SOPA’s sweeping provisions would allow the government and copyright holders to punish Web companies for hosting unauthorized copyrighted content, such as movies, songs and software. The bill is the House counterpart to the Preventing Real Online Threats to Economic Creativity and Theft of Intellectual Property (Protect-IP) Act that was passed by the Senate earlier this year and is aimed toward stopping online piracy. Sen. Ron Wyden, D-Ore., placed a hold on the bill in May over concerns about its potential to “muzzle speech and stifle innovation and economic growth.”
SOPA’s backers argue that new legislation is necessary to combat rogue foreign Websites that violate United States copyright laws, and SOPA provides the mechanism for shutting down those sites that operate outside the U.S. legal system.
Giving copyright holders the legal means to isolate and shut down Websites or online services found hosting illegal content would be a strong anti-piracy tool, advocates claim. Critics argue that SOPA’s definitions of what constitutes a “rogue Website” and the proposed remedies are too broad and too vague.
If passed, SOPA would also allow the United States government to order companies to cut off revenue to the site, force search engines to suppress all mention of the site in search results and blacklist the site containing infringing material using Domain Name System (DNS) filtering techniques similar to those used by totalitarian regimes abroad, such as China and Iran.
Authoritarian governments “resent the openness and democratic nature of the Internet,” and want to regulate it, said Edward Black, president and CEO of the Computer and Communications Industry Association. “The United States cannot resist the regulation and repression elsewhere if we yield to pressure to do the same here,” Black said.
“There’s a bill that would require [Internet service providers] to remove URLs from the Web, which is also known as censorship last time I checked,” Eric Schmidt, executive chairman of Google, said during a visit to the Massachusetts Institute of Technology on Nov. 16.
Anti-Piracy Bill at Odds With Federal Enforcement Efforts
Security and technology experts are concerned about the DNS filtering proposed in SOPA and, to some extent, in Protect IP. “There is hardly any part of the United States economy today that does not depend upon the smooth operation of the Internet, which in turn relies upon the integrity of [DNS],” wrote Andrew Lee, CEO of ESET, in a letter to Congress. DNS filtering as outlined in SOPA “would seriously undermine that integrity,” according to Lee.
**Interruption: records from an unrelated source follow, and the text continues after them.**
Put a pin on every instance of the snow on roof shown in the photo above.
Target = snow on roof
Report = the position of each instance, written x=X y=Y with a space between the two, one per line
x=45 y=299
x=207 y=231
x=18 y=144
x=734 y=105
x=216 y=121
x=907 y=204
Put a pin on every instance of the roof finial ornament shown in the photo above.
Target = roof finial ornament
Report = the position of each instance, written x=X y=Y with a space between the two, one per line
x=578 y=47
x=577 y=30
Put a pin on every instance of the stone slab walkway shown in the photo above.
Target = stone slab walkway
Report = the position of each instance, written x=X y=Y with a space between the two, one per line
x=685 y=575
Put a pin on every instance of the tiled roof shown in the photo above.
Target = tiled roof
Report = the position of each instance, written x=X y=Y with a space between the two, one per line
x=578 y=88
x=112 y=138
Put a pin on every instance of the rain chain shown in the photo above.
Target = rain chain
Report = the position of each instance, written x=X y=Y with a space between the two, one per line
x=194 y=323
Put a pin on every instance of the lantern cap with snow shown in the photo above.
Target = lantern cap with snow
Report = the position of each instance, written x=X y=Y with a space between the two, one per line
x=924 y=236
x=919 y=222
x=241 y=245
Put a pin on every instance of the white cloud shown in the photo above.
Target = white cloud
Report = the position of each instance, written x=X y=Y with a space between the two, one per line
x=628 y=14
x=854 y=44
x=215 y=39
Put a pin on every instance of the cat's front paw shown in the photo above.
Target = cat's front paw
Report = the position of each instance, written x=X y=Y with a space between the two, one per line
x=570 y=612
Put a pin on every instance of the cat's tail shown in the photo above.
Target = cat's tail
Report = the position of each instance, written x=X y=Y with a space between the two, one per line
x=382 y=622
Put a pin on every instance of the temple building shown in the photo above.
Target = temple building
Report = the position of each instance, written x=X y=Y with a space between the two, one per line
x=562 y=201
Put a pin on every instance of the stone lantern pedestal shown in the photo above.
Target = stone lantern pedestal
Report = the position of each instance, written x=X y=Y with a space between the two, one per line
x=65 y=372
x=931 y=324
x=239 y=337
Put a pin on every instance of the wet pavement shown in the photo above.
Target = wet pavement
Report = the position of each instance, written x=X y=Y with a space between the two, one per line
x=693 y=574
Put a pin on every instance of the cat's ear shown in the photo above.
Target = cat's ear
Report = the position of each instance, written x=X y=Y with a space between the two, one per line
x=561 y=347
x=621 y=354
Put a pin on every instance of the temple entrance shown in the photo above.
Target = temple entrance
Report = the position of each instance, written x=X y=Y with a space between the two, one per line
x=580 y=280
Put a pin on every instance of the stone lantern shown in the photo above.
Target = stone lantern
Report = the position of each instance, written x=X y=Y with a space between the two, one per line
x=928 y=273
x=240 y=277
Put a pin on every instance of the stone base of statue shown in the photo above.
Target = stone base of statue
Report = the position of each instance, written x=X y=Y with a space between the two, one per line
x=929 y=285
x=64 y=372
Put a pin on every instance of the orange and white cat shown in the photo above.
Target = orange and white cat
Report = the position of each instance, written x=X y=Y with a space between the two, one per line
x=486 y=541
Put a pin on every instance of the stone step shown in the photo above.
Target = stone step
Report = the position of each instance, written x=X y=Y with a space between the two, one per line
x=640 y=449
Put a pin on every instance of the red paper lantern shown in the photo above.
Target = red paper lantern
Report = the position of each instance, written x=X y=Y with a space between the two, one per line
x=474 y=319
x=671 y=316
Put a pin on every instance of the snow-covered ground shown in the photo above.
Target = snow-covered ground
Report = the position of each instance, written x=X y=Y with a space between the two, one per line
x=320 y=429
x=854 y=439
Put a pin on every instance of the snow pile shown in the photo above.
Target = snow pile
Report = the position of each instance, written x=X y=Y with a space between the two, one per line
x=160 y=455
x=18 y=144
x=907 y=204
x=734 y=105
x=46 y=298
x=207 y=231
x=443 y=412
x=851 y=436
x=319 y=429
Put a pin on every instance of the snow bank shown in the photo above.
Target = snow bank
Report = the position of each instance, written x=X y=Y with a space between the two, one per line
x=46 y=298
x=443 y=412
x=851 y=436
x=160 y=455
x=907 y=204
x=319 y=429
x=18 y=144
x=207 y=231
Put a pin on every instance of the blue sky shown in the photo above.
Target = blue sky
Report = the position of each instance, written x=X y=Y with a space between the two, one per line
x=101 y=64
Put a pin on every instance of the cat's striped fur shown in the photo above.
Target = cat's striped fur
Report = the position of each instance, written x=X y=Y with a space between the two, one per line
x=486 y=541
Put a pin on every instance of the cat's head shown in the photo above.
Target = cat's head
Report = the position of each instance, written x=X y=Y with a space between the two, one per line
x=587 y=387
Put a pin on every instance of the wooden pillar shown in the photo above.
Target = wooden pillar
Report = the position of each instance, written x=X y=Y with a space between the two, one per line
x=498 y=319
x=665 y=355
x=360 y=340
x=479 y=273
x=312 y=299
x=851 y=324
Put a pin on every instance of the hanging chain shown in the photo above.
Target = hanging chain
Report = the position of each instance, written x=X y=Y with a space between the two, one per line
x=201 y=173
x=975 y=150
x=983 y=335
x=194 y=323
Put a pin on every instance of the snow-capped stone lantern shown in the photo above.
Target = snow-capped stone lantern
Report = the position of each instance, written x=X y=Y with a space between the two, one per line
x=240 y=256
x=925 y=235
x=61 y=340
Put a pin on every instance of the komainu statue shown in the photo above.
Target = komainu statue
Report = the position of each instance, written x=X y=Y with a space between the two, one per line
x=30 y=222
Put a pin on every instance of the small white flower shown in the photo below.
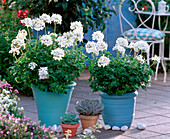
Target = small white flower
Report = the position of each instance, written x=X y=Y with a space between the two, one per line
x=131 y=45
x=32 y=65
x=76 y=25
x=101 y=46
x=58 y=54
x=46 y=39
x=103 y=61
x=27 y=21
x=156 y=58
x=98 y=36
x=91 y=47
x=66 y=40
x=122 y=42
x=120 y=49
x=21 y=34
x=140 y=58
x=78 y=35
x=38 y=24
x=56 y=18
x=142 y=45
x=43 y=73
x=46 y=18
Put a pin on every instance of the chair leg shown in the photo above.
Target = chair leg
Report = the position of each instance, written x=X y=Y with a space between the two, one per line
x=149 y=85
x=162 y=62
x=157 y=66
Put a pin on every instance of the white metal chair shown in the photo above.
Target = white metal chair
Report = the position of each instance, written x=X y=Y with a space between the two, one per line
x=148 y=34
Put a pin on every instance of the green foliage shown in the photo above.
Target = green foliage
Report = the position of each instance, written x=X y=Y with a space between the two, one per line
x=89 y=107
x=8 y=30
x=122 y=75
x=91 y=13
x=69 y=119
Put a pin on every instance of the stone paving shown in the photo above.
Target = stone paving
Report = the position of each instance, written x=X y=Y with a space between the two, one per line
x=152 y=109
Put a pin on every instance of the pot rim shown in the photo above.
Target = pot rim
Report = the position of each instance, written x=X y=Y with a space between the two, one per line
x=66 y=125
x=88 y=116
x=126 y=95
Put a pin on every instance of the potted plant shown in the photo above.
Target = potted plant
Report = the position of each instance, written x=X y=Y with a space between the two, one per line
x=69 y=122
x=89 y=111
x=49 y=65
x=118 y=78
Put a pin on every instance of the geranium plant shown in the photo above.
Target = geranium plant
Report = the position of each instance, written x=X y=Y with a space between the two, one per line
x=119 y=75
x=52 y=61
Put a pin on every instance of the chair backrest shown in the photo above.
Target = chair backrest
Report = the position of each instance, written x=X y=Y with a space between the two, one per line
x=136 y=9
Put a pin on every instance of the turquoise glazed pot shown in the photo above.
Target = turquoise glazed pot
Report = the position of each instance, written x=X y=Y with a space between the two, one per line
x=51 y=105
x=118 y=110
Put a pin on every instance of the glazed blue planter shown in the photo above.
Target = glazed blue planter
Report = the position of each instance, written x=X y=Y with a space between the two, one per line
x=51 y=105
x=118 y=110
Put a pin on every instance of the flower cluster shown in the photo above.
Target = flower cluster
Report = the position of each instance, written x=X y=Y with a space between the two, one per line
x=9 y=100
x=22 y=14
x=96 y=47
x=13 y=127
x=43 y=73
x=39 y=23
x=19 y=42
x=58 y=54
x=70 y=38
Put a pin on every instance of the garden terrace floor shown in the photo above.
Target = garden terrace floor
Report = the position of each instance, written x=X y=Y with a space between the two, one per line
x=152 y=109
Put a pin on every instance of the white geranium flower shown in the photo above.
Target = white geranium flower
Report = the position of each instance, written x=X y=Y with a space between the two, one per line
x=142 y=45
x=66 y=40
x=43 y=73
x=76 y=25
x=46 y=18
x=58 y=54
x=120 y=49
x=78 y=35
x=131 y=45
x=38 y=24
x=156 y=58
x=140 y=58
x=122 y=42
x=101 y=46
x=14 y=50
x=32 y=65
x=21 y=34
x=46 y=39
x=103 y=61
x=91 y=47
x=56 y=18
x=27 y=21
x=98 y=36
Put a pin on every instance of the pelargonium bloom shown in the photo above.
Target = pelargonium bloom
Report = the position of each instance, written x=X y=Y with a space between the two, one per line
x=27 y=21
x=101 y=46
x=46 y=39
x=98 y=36
x=76 y=25
x=56 y=18
x=38 y=24
x=32 y=65
x=46 y=18
x=58 y=54
x=103 y=61
x=122 y=42
x=43 y=73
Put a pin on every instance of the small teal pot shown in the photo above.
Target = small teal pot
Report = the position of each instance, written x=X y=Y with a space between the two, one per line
x=51 y=105
x=118 y=110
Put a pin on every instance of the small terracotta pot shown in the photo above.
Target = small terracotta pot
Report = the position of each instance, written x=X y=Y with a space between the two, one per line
x=88 y=121
x=73 y=128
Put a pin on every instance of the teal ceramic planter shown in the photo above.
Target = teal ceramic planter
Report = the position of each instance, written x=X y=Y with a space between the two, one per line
x=51 y=105
x=118 y=110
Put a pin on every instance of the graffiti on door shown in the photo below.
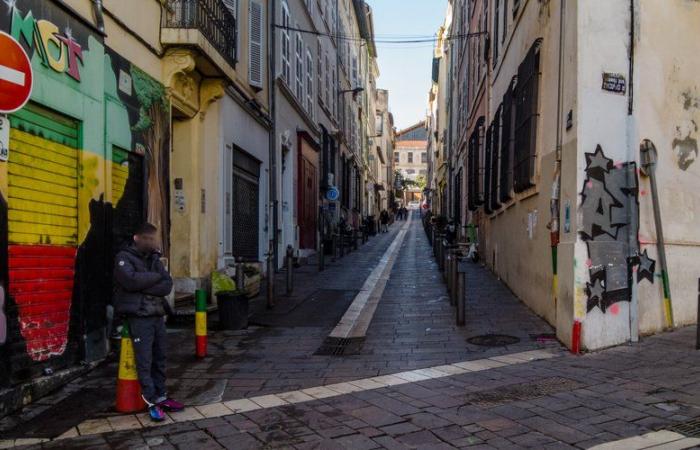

Lee also noted that the DNS provisions appear “to be at odds with the sterling efforts” of U.S. law enforcement. Just last week, the FBI arrested a group of cyber-criminals who had been using the DNSchanger Trojan to “subvert DNS for illegal purposes” and diverting users to sites other than where they were trying to go, wrote Steve Cobb, a security evangelist for ESET.
“How disappointing then to get an email later the same day, also about DNS changing, but this time the DNS changer is the U.S. government itself,” Cobb wrote. It seems “unwise to give private companies the ability to go ahead and change DNS armed only with court orders” while the FBI works hard to stop the bad guys from making millions by “subverting DNS,” he said.
Cobb also warned that DNS filtering is “fundamentally incompatible” with Domain Name System Security Extensions (DNSSEC), a new security technology that is slowly gaining adoption to make it harder to abuse the DNS system.
The bill in its current form doesn’t effectively differentiate between actual pirates and mainstream sites where users may post content, such as Twitter, Tumblr, Google and Facebook. SOPA needs to be amended to define rogues as those “primarily dedicated to infringing activities,” rather than sites that are used by pirates to facilitate their activities, according to Ryan Radia, associate director of technology studies at nonprofit think tank Competitive Enterprise Institute.
If the site gets shut down by the ISP or have it relationships with the advertising networks and payment processors severed, the site owner can petition the courts to have the injunction lifted.
Radia recommends an amendment that would force copyright holders to shoulder the costs incurred by defendants in case the order was improperly issued. At the moment, there are no penalties against the copyright holder for being wrong.
Without these changes, the bill in its current form “would cast a cloud of legal uncertainty over America’s innovative, startup-driven Internet economy,” Radia said.
“Trying to stop piracy by adding new tools to disable access to the piracy channels is a futile strategy for most software vendors,” said Vic DeMarines, vice president of product strategy at V.i. Labs, an anti-piracy software vendor that helps enterprises track unlicensed software being used within the organization.